时间差是多美妙的东西,一瞬的苦涩之后,语言才刚刚回甘。

李燃正要说话,陈见夏的手机振动了一下,收到一个陌生号码的短信。

“陈见夏吗?我是王南昱。我来省城了,周末出来吃个饭?”

见夏上次回家时在肯德基等爸爸,临走前把手机号报给了王南昱。她打字慢了,看李燃等得魂不守舍,索性直接按照号码拨回去。

又是冬天,马上就进入“元旦—春节”的漫长旅游季,王南昱辞了肯德基的工作,来到省城给开旅行社的亲戚打零工,拉活跑线,专门瞄准了南方散客往郊区滑雪场带。一日游的提成不高,但做熟练了就可以升职,总归比在快餐店有前途。

陈见夏很为他高兴,两人在电话里反倒比面对面聊得轻松愉悦。挂电话前,王南昱疑惑地问:“见夏,你怎么这么高兴?”

“不知道。”她咧着嘴,瞟了一眼早就一屁股坐到自己身旁的李燃,看到他不满的样子,没忍住笑出了声。

“真的不知道。我就是……就是高兴。”

陈见夏回班的时候,于丝丝和楚天阔已经就位了。于丝丝瞟了她一眼,又迅速低下头去。

李燃已经告诉见夏了,他冲上去吓唬于丝丝只是因为对方又开始诋毁她,本来也没打算对质什么,何况于丝丝一看见他,就羞怒交加落荒而逃了,只剩下楚天阔朝他优雅地点头示意,也跟着走了。

“装什么装!”李燃愤愤。

“我们班长没有装,他表里如一,”陈见夏为楚天阔辩护,“而且他也没碍你的事,你犯不着为了凌翔茜来挤对他。”

一席话把李燃说蒙了:“又跟凌翔茜有什么关系?”

陈见夏没解释,高傲地仰着头离开了,心中却有一个小人在窃笑,等着一头雾水的李燃自己去打听。
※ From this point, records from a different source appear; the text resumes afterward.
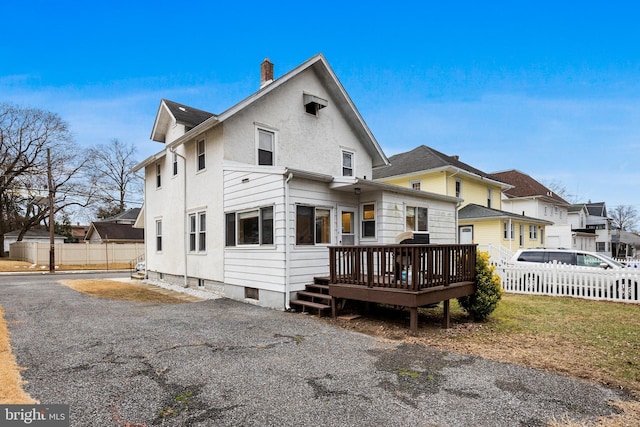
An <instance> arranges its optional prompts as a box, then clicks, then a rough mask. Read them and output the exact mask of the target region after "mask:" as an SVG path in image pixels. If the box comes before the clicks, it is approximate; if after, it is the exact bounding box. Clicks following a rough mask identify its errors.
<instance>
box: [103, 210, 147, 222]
mask: <svg viewBox="0 0 640 427" xmlns="http://www.w3.org/2000/svg"><path fill="white" fill-rule="evenodd" d="M139 213H140V208H131V209H129V210H126V211H124V212H120V213H119V214H117V215H114V216H111V217H109V218H105V219H103V220H102V221H100V222H118V223H131V224H133V223H134V222H135V221H136V219H137V218H138V214H139Z"/></svg>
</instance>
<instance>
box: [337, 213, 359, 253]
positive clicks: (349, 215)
mask: <svg viewBox="0 0 640 427" xmlns="http://www.w3.org/2000/svg"><path fill="white" fill-rule="evenodd" d="M355 224H356V209H355V208H353V207H350V206H340V208H339V209H338V245H346V246H350V245H355V244H357V242H356V228H355Z"/></svg>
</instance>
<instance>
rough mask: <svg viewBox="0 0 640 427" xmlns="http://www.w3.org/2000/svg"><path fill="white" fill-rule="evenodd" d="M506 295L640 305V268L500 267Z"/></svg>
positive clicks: (496, 272) (524, 266)
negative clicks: (545, 295)
mask: <svg viewBox="0 0 640 427" xmlns="http://www.w3.org/2000/svg"><path fill="white" fill-rule="evenodd" d="M496 273H497V274H498V275H499V276H500V278H501V279H502V286H503V288H504V290H505V291H506V292H511V293H517V294H533V295H552V296H570V297H576V298H587V299H593V300H607V301H619V302H631V303H638V302H640V295H639V294H638V287H639V286H640V269H637V268H633V267H631V268H626V269H623V270H611V269H608V270H604V269H597V268H592V267H576V266H571V265H566V264H558V263H547V264H535V265H523V264H518V265H509V264H504V265H502V266H499V267H496Z"/></svg>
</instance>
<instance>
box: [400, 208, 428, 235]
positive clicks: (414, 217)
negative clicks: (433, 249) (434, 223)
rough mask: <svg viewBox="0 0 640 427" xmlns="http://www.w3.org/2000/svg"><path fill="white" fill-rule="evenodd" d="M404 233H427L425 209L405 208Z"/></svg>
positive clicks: (426, 215)
mask: <svg viewBox="0 0 640 427" xmlns="http://www.w3.org/2000/svg"><path fill="white" fill-rule="evenodd" d="M405 230H406V231H428V230H429V228H428V222H427V208H416V207H413V206H407V212H406V218H405Z"/></svg>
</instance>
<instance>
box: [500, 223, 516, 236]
mask: <svg viewBox="0 0 640 427" xmlns="http://www.w3.org/2000/svg"><path fill="white" fill-rule="evenodd" d="M503 225H504V233H503V237H504V239H505V240H513V235H514V234H515V233H514V231H513V222H511V221H508V222H504V223H503Z"/></svg>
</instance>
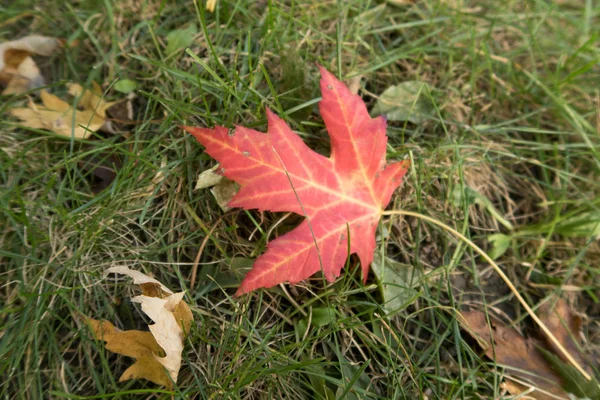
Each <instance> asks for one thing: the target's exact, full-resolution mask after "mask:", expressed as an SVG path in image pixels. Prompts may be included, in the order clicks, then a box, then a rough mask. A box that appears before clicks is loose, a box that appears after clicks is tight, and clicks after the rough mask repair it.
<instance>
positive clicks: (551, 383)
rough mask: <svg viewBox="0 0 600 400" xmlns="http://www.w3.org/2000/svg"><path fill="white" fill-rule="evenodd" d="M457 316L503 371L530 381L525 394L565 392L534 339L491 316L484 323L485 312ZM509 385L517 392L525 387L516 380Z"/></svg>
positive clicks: (485, 320) (488, 357) (536, 342)
mask: <svg viewBox="0 0 600 400" xmlns="http://www.w3.org/2000/svg"><path fill="white" fill-rule="evenodd" d="M461 316H462V318H459V322H460V323H461V325H463V326H464V327H465V328H466V330H467V332H469V334H471V336H473V337H474V338H475V339H476V340H477V341H478V342H479V344H480V346H481V347H482V348H483V349H484V350H485V355H486V356H488V358H490V359H492V360H494V361H495V362H496V363H497V364H499V365H502V366H505V367H506V368H507V369H506V374H507V375H510V376H515V377H517V378H519V380H522V381H526V382H527V381H529V382H531V383H532V384H533V386H534V387H535V388H536V391H533V392H532V393H530V394H529V396H531V397H533V398H535V399H538V400H540V399H541V400H546V399H553V397H550V396H547V395H544V394H542V393H541V392H539V391H538V390H537V389H538V388H539V389H542V390H543V391H546V392H549V393H552V394H554V395H556V396H564V397H566V396H567V394H566V392H565V391H564V390H562V388H561V387H560V383H561V382H562V379H561V378H560V376H558V375H557V374H556V372H554V370H553V369H552V368H551V367H550V366H549V365H548V363H547V362H546V359H545V358H544V356H543V354H542V353H541V352H540V350H538V348H537V345H538V343H537V342H536V341H535V340H534V339H532V338H525V337H523V336H522V335H521V334H520V333H519V332H518V331H517V330H516V329H515V328H512V327H509V326H505V325H503V324H500V323H497V322H496V321H493V320H491V321H490V325H488V321H487V318H486V316H485V314H484V313H482V312H480V311H466V312H462V313H461ZM513 383H514V382H513ZM512 386H513V387H515V388H518V390H519V391H520V392H521V391H524V390H525V389H526V388H525V387H522V386H520V385H516V384H515V385H512ZM520 392H519V393H520ZM511 393H512V392H511ZM519 393H512V394H519Z"/></svg>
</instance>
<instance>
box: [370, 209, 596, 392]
mask: <svg viewBox="0 0 600 400" xmlns="http://www.w3.org/2000/svg"><path fill="white" fill-rule="evenodd" d="M382 215H406V216H410V217H415V218H420V219H422V220H424V221H427V222H429V223H432V224H434V225H437V226H439V227H440V228H442V229H444V230H446V231H448V232H450V233H452V234H453V235H455V236H456V237H458V238H459V239H460V240H462V241H463V242H465V243H466V244H467V245H469V246H471V248H472V249H473V250H475V251H476V252H477V253H479V254H480V255H481V256H482V257H483V258H484V259H485V260H486V261H487V262H488V263H489V264H490V265H491V266H492V268H494V270H495V271H496V272H497V273H498V275H500V278H502V280H503V281H504V282H505V283H506V285H507V286H508V287H509V289H510V290H511V292H513V294H514V295H515V297H516V298H517V300H519V302H520V303H521V304H522V305H523V308H525V311H527V314H529V316H530V317H531V318H532V319H533V320H534V321H535V322H536V324H538V326H539V327H540V328H541V329H542V331H543V332H544V333H545V334H546V336H548V338H549V339H550V341H551V342H552V343H553V344H554V345H555V346H556V347H557V348H558V349H559V350H560V352H561V353H562V355H563V356H564V357H565V358H566V359H567V361H569V363H571V365H572V366H573V367H575V369H577V371H579V373H580V374H581V375H583V377H585V379H587V380H588V381H589V380H591V379H592V378H591V376H590V375H589V374H588V373H587V372H586V371H585V370H584V369H583V368H582V367H581V365H579V363H578V362H577V361H575V359H574V358H573V356H571V354H569V352H568V351H567V349H565V348H564V347H563V345H562V344H561V343H560V342H559V341H558V339H557V338H556V336H554V335H553V334H552V332H550V329H548V327H547V326H546V324H544V322H543V321H542V320H541V319H539V317H538V316H537V315H535V312H534V311H533V309H532V308H531V307H530V306H529V304H527V302H526V301H525V299H524V298H523V296H521V294H520V293H519V291H518V290H517V288H516V287H515V286H514V285H513V284H512V282H511V281H510V279H508V276H506V274H505V273H504V272H503V271H502V270H501V269H500V267H498V265H497V264H496V263H495V262H494V260H492V259H491V258H490V256H488V255H487V254H486V253H485V251H483V250H482V249H481V248H479V246H477V245H476V244H475V243H473V242H472V241H471V240H469V239H468V238H467V237H466V236H464V235H463V234H462V233H460V232H458V231H457V230H455V229H454V228H451V227H450V226H448V225H446V224H444V223H443V222H440V221H438V220H436V219H433V218H431V217H428V216H426V215H423V214H419V213H415V212H412V211H397V210H391V211H384V212H383V213H382Z"/></svg>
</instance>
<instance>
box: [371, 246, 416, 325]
mask: <svg viewBox="0 0 600 400" xmlns="http://www.w3.org/2000/svg"><path fill="white" fill-rule="evenodd" d="M371 269H372V270H373V273H374V274H375V276H376V277H377V281H378V282H379V286H380V288H381V294H382V296H383V304H382V305H381V307H382V308H383V310H384V311H385V313H386V314H387V315H388V316H392V315H394V314H396V313H398V312H399V311H400V310H402V309H403V308H404V307H406V306H407V305H408V304H409V303H410V302H411V300H412V301H414V299H416V298H417V296H418V295H419V292H418V291H417V290H416V288H417V287H418V280H419V275H420V274H419V273H418V271H417V270H415V269H414V268H413V267H412V266H411V265H405V264H401V263H399V262H397V261H395V260H393V259H391V258H389V257H385V256H383V257H382V255H381V253H380V252H378V251H376V252H375V254H374V257H373V263H372V264H371Z"/></svg>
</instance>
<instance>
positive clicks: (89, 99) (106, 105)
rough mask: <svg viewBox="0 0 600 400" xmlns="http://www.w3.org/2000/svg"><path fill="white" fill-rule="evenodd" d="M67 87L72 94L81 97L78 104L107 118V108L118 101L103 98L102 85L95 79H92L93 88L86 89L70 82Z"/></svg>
mask: <svg viewBox="0 0 600 400" xmlns="http://www.w3.org/2000/svg"><path fill="white" fill-rule="evenodd" d="M67 88H69V94H70V95H71V96H73V97H75V98H78V99H79V102H78V104H79V106H80V107H81V108H83V109H84V110H90V111H93V112H94V113H96V114H98V115H99V116H100V117H102V118H106V110H108V109H109V108H110V107H112V106H113V105H115V104H117V103H118V101H110V102H108V101H105V100H104V99H103V98H102V87H101V86H100V85H99V84H98V83H97V82H94V81H92V89H84V88H83V87H82V86H81V85H80V84H78V83H68V84H67Z"/></svg>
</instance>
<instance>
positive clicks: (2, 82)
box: [0, 35, 64, 95]
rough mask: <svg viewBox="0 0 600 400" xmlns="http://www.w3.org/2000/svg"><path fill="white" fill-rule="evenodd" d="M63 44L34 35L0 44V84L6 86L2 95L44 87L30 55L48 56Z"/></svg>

最后半节课度日如年。陈见夏托腮垂眼看着桌上的语文书,已经许久没翻页了,手掌把脸颊的肉都推了起来,大大的笑容挤变了形,在寂静的教室里,雀跃得很安全。

“盼着放学?”余周周从保温杯里倒水喝,有些促狭地问她。

见夏大方点头,毫不忸怩。

余周周眯起眼睛:“约了他?”

见夏的双手几乎撑不住脸上的笑,矫情地摇头否认:“我没约他。是他找我,要我帮他讲题。”

余周周意味深长地看了她一眼,自言自语道:“那今天放学我得赶紧撤,否则讨人嫌。”

见夏红着脸栽在了桌上,再也没爬起来。滚烫的脸蛋贴在温凉的木质桌面上,眼神飘向窗玻璃,目光久久停留在班级的倒影上,思绪已经飘回了实验区的窗台。

李燃说,我的CD机还在你那儿吧?充电器揣在我书包里都大半个月了,一直不好意思给你。

李燃说,我带了周杰伦另外两张专辑,一起听吧。

李燃说,让你讲题你就好好讲,不许像上次一样连挖苦带讽刺的。

李燃说,陈见夏,放学等我啊。

陈见夏忽然就不再慌张了。即使过去一团乱麻,未来忧心忡忡,但至少此刻,她的脸蛋烧热了半张桌子,高兴得快要哭出来。

放学后等他。所以现在,她在等放学。